The second part is a classification block consisting of cascaded finite-aperture trainable diffraction layers, which can achieve mode-features compression. That is, it controls the wide OAM spectrum distribution (which has contained the mode-features of the image) through different diffractive loss of various OAM modes and eventually results in the output of specific one or a few OAM states, achieving mode-feature OAM encoding. The mode dispersion pulse and phase distribution of diffraction layers are commonly trained through multi-task learning at the target of the required output OAM modes.

The scientists summarize the operational principle of their CNN, saying "The input raw data in the space domain of images should be transformed into OAM domain to represent many OAM mode combs. But most non-zero amplitude coefficients terms in these OAM mode combs concentrate on the low-order OAM mode components which indicate sparse OAM information feature with underlying commonalities. This is the main difficulty in extracting OAM feature information.

"Inspired by CNNs that enhance the prediction accuracy through inserting a convolution-based feature extraction block before classifying, we construct a CNN in OAM domain to overcome the issue of precisely extraction of the OAM features. Therefore, the parametric complexity of high-dimensional data (images for example) can be greatly reduced by CNN after abstracting the OAM features of input data in their raw form."

They tested their intelligent mode-feature OAM encoding with a classification task of distinguishing 10 kinds of handwritten digits (in the MNIST database) as 10 individual OAM modes. The classification accuracy reached 96%. This OAM encoding technique has also been introduced in wireless optical communication system. The team encoded three types of images of T-shirts, trousers, and ankle boots (in the Fashion-MNIST database) into the three strongest weight OAM modes with an accuracy of 93.3% for information transmission.

They found that this encoding method has extremely high anti-eavesdropping ability, because the inherent lateral offset of the eavesdropper (relative to the communication receiver) can directly lead to inaccurate measurement of OAM mode (eavesdropping failure). Further combining the mode-feature OAM encoding with an OAM multiplexing hologram as decoding system, they demonstrated an end-to-end switchable image display, which is a wireless communication with all optical information encoding, transmission and display.

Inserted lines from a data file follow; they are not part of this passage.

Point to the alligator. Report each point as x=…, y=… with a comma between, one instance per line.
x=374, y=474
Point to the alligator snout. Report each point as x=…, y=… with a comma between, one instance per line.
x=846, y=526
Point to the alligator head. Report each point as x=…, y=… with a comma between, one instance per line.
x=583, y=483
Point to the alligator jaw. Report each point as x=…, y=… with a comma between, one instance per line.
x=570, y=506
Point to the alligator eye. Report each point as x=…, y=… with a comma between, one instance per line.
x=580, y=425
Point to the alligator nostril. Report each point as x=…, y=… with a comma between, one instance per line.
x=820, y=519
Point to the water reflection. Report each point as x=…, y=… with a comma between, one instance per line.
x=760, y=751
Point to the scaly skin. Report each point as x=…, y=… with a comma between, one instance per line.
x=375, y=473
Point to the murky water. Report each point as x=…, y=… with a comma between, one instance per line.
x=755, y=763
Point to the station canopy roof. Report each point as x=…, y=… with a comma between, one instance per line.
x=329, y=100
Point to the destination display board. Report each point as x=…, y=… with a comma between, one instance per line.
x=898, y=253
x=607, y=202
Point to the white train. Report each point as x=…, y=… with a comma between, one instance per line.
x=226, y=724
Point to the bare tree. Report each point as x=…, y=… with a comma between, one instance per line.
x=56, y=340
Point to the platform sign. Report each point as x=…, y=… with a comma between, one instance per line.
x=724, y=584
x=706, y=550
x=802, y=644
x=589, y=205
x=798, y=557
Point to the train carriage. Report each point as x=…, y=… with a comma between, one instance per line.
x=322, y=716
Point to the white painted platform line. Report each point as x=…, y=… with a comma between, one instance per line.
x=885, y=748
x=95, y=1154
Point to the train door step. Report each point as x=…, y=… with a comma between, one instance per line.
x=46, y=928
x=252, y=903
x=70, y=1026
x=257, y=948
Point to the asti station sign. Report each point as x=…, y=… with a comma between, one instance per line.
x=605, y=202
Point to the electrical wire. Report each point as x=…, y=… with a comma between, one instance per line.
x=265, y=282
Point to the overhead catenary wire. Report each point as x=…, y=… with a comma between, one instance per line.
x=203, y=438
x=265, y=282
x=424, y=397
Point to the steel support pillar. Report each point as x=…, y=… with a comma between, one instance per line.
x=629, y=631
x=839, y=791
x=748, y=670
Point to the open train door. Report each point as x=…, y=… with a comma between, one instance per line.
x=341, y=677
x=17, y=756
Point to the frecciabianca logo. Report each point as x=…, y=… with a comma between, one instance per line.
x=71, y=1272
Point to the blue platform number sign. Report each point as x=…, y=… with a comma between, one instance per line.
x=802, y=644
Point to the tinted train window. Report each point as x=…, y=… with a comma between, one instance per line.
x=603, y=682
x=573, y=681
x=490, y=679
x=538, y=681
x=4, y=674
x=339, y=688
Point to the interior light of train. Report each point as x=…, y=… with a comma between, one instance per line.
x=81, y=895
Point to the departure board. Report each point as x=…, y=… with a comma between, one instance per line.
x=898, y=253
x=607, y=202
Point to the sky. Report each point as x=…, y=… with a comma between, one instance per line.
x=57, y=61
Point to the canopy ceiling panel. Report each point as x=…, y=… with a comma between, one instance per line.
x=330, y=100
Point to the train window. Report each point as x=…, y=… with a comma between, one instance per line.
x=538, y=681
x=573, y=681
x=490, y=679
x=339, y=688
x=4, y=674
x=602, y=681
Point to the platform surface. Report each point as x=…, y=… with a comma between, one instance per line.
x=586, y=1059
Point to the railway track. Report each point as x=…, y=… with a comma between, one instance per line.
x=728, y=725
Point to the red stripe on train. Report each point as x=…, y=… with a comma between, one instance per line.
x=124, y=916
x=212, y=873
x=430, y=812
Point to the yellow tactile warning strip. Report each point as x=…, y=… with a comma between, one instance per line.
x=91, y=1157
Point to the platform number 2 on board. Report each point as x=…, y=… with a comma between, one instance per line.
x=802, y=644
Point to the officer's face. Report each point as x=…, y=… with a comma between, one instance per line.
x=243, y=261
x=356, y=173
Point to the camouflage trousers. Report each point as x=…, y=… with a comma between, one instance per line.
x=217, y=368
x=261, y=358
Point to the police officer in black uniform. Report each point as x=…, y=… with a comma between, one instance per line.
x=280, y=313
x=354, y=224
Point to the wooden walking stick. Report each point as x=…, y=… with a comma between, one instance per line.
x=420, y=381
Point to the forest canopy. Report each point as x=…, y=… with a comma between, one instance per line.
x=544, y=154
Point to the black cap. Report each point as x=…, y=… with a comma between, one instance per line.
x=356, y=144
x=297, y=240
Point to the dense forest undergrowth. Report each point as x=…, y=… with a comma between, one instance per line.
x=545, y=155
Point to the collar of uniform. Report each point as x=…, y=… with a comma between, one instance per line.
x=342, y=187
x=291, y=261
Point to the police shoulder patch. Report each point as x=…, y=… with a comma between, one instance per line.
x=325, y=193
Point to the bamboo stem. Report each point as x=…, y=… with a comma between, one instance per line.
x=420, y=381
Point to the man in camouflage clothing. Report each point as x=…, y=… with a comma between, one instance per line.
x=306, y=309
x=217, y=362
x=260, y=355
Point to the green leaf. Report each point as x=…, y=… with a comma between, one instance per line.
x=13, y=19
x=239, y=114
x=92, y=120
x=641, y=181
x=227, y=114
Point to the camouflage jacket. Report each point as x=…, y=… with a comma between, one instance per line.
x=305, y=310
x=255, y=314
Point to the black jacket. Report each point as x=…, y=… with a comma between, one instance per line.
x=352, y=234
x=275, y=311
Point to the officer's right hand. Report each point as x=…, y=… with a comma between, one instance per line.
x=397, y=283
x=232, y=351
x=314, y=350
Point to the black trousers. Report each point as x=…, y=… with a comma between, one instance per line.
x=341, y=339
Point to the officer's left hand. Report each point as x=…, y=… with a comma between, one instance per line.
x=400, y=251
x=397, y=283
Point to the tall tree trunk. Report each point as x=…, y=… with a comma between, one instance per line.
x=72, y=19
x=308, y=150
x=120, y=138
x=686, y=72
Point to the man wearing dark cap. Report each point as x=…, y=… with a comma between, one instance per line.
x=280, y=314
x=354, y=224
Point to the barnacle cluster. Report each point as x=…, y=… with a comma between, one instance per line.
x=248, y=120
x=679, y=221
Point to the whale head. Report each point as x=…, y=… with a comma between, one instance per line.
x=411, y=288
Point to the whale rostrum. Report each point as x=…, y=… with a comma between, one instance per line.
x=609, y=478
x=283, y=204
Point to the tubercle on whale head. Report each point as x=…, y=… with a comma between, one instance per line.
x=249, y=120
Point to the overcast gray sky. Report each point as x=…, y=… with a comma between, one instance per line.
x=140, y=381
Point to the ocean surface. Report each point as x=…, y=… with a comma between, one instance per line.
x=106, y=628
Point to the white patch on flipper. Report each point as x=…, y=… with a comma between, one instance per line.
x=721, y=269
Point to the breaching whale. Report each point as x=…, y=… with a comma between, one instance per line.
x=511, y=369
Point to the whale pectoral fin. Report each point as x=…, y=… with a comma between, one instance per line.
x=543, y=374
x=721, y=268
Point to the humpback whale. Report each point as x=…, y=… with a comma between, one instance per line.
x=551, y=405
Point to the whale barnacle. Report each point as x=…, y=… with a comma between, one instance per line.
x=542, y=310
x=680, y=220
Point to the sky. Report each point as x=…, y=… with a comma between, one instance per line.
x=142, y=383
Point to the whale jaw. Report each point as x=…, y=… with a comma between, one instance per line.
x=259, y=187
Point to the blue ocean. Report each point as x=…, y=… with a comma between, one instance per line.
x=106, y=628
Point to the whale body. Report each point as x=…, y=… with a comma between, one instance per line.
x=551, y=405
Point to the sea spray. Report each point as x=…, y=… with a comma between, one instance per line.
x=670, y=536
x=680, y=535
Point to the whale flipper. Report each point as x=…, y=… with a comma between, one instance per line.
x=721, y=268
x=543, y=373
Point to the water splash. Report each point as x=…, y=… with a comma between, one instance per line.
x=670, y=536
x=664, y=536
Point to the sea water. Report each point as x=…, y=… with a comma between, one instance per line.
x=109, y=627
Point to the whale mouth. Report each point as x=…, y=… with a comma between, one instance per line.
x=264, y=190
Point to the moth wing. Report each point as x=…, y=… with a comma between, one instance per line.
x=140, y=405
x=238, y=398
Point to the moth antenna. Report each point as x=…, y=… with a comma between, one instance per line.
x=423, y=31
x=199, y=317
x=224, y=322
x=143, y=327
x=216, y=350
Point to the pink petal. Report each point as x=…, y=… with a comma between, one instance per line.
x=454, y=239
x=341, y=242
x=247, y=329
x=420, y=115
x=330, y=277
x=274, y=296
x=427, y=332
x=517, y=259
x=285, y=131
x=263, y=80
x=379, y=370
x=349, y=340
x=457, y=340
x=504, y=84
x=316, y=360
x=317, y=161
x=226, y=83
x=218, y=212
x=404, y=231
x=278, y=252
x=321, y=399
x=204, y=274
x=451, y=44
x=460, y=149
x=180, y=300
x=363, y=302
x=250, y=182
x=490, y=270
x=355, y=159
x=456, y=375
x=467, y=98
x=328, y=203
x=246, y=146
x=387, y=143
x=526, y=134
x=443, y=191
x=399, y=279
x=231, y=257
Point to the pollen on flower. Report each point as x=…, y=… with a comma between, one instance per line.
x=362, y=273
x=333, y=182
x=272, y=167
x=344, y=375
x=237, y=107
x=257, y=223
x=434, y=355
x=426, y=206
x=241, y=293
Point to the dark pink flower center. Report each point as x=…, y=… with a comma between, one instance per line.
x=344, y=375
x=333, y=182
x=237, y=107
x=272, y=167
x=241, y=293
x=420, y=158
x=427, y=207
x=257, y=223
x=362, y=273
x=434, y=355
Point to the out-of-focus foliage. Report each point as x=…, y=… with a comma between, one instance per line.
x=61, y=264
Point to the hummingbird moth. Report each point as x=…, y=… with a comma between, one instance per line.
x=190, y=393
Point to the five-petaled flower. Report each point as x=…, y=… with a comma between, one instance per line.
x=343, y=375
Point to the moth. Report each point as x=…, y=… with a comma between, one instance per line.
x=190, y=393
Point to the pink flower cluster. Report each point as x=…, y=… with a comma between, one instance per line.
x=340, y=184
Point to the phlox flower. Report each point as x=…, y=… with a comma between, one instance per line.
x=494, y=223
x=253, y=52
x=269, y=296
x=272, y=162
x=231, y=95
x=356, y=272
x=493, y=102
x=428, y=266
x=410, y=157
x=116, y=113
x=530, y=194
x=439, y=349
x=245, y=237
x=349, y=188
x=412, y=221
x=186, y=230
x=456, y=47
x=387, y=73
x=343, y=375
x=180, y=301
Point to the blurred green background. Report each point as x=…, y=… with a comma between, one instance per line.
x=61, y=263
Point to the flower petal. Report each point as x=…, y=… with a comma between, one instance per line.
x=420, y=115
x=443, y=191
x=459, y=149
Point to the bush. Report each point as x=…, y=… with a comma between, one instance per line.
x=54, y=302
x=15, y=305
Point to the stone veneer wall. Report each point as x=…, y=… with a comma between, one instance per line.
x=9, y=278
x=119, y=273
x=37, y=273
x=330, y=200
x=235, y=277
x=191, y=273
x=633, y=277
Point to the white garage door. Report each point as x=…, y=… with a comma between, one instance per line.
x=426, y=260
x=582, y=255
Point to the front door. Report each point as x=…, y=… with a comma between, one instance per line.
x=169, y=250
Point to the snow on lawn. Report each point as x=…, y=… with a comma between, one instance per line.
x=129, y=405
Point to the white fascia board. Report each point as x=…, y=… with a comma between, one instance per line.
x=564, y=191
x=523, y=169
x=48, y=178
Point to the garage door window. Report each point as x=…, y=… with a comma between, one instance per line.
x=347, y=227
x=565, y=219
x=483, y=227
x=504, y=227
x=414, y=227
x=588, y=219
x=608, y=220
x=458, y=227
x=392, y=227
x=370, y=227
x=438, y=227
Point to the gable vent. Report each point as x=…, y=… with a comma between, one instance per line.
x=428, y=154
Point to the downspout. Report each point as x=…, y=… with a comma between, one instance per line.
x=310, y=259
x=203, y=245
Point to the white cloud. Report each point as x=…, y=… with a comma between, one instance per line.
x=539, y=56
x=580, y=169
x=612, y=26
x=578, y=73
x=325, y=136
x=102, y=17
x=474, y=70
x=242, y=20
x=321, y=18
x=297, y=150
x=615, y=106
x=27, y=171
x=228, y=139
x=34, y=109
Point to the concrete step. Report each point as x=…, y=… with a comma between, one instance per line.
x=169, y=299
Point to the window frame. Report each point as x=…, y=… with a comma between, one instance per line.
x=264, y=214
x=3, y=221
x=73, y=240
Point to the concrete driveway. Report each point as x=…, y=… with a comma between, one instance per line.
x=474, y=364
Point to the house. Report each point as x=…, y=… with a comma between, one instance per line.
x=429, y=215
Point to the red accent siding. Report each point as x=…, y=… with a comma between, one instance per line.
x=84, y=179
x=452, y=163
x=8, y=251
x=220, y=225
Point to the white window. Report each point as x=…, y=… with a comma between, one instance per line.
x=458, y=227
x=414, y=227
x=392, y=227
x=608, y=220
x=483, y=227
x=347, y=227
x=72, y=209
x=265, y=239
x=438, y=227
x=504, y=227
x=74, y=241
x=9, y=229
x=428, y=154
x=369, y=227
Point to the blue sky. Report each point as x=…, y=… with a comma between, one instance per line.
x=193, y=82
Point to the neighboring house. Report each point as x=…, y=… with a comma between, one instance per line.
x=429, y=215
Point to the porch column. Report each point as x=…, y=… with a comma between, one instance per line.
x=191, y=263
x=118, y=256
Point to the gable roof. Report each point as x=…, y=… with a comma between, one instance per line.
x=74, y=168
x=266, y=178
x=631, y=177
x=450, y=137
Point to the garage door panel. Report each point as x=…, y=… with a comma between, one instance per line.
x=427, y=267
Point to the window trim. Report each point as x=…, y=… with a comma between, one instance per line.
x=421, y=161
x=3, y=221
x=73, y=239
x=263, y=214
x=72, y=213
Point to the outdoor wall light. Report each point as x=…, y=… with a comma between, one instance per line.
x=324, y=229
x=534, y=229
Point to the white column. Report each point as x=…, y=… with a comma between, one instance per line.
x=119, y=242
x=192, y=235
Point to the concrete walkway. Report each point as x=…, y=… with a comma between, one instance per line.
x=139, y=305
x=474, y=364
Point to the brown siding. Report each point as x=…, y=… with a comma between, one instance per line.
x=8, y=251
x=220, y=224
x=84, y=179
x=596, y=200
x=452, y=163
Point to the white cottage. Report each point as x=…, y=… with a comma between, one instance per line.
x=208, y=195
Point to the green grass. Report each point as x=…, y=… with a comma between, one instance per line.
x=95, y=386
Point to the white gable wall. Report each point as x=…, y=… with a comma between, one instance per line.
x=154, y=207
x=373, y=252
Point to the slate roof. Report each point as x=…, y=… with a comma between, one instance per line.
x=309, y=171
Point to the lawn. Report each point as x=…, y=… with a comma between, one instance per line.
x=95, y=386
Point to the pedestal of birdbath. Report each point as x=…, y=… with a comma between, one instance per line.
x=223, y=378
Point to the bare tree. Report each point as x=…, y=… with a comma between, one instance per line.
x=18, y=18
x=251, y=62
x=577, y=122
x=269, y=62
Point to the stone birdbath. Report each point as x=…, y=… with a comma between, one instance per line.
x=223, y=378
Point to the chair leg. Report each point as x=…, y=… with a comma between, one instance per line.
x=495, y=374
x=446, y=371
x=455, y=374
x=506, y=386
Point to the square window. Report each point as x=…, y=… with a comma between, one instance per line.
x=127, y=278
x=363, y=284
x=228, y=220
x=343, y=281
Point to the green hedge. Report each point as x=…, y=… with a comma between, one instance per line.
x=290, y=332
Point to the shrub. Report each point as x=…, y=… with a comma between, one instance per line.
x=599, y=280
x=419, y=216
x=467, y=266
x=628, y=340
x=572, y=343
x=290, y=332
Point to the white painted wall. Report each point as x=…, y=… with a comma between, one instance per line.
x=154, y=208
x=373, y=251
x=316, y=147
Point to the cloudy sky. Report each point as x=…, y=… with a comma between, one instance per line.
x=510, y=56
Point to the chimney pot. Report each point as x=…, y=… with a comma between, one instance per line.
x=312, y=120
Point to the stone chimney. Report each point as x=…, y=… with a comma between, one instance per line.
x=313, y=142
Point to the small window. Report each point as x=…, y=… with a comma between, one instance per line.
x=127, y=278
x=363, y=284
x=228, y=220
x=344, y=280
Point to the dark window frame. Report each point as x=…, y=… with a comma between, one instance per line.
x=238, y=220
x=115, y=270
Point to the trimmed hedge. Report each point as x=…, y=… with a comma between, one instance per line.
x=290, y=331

Moreover, they verified the function of all-optical dimension reduction of images for abnormal detection. In this function, "BUS" images and "SUV" images were used to train the CNN to achieve a specific output of a superposed OAM mode states distribution, separately. Interestingly, when abnormal images (other graphs not belonging to these two categories) are input to the network, they occupy different OAM mode distributions with the two distributions of "BUS" and "SUV," so that they can be found with an abnormal label.

Discussing the physical meaning and future development of this technique, the scientists observe, "We propose a universal mechanism for converting data features into OAM states through all optical machine learning, which can achieve free transformation of any information in the OAM dimension. It opens a new door for intelligent OAM encoding of specific databases and images at the speed of light and breaking the bottleneck of optical dimensionality reduction in the OAM domain, which is expected to play a huge role in the future areas of high-capacity and high-security optical neural network for various machine vision tasks."